EnviroStar, Inc. (NYSE American: EVI) (“EVI” or the “Company”)
reported record results for the fiscal year ended June 30,
2018.
The record results reflect the Company’s consistent execution of
its buy-and-build growth strategy. For the fiscal year ended June
30, 2018, the Company generated revenues of approximately $150
million, an increase of 60% over the prior fiscal year. As reported
in the Company’s fiscal 2018 Annual Report on Form 10-K, pro forma
revenue1 for fiscal 2018 reflecting the three business acquisitions
consummated during the year was approximately $177 million. In
addition, as described in further detail below, subsequent to the
completion of fiscal 2018, EVI completed the acquisitions of
Industrial Laundry Services, Inc. and Scott Equipment, Inc. The
following are financial highlights of EVI’s fiscal 2018:
Fiscal 2018 Highlights (compared to EVI’s results for the
fiscal year ended June 30, 2017):
- Revenue increased 60% to a record $150
million,
- Gross Margin increased from 22% to
24%,
- Operating income increased 30% to a
record $6.9 million,
- Net income increased 25% to a record
$4.0 million,
- Adjusted EBITDA increased 59% to a
record $10.1 million, and
- Diluted earnings per share increased 6%
to a record $0.33 per share.
Revenue increased 60% largely due to the acquisitions of
Tri-State Technical Services, Inc. (“Tri-State”), AAdvantage
Laundry Systems, Inc. (“AAdvantage”), and Sky-Rent LP (“Sky-Rent”)

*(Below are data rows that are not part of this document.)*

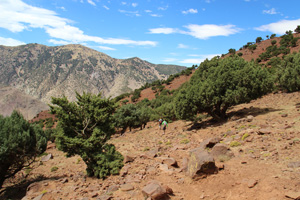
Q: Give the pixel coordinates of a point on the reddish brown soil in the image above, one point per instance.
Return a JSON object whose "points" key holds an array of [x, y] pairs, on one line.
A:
{"points": [[261, 48], [260, 169], [150, 94]]}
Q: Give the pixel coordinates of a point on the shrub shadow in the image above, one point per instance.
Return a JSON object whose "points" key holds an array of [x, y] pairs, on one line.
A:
{"points": [[231, 116], [18, 191]]}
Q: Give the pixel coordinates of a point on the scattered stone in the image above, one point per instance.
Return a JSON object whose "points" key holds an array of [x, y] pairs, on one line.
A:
{"points": [[209, 143], [128, 159], [184, 164], [249, 118], [39, 197], [154, 190], [64, 180], [94, 194], [104, 197], [252, 183], [221, 152], [200, 163], [47, 157], [293, 195], [151, 170], [264, 131], [126, 187], [150, 154], [294, 164], [171, 162], [51, 145], [112, 188]]}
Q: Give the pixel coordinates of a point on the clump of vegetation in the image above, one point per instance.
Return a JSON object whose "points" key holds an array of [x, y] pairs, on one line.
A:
{"points": [[245, 136], [146, 149], [54, 169], [21, 142], [185, 141], [84, 128], [219, 84], [235, 144]]}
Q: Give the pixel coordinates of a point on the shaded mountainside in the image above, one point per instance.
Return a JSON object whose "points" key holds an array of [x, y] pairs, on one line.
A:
{"points": [[43, 71], [13, 99]]}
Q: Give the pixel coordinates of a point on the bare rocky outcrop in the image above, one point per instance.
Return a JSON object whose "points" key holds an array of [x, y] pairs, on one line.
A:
{"points": [[43, 72]]}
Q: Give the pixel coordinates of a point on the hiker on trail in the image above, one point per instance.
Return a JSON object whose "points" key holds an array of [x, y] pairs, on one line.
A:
{"points": [[159, 123], [164, 124]]}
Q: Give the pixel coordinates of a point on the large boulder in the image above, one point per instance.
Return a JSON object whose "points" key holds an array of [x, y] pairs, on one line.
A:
{"points": [[156, 191], [221, 152], [200, 164], [209, 143]]}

during fiscal 2018. Gross margins improved from 22% to 24%
reflecting the benefits of our high-margin rental/lease portfolio
and a more favorable product mix. Revenue and gross profit growth
were partially offset by increases in SG&A, which primarily
reflect increases to corporate level expenses in connection with
EVI’s growth and in support of the execution of EVI’s buy-and-build
growth strategy.
Buy-and-Build Growth Strategy
EVI executes a buy-and-build growth strategy, which involves
buying businesses that meet certain financial and strategic
criteria and building them through the implementation of a growth
culture that promotes collaboration between EVI’s businesses on the
execution of long-term growth initiatives. EVI’s “buy”
opportunities are predominantly focused on longstanding, well-run,
family and/or entrepreneur-owned businesses and EVI’s “build”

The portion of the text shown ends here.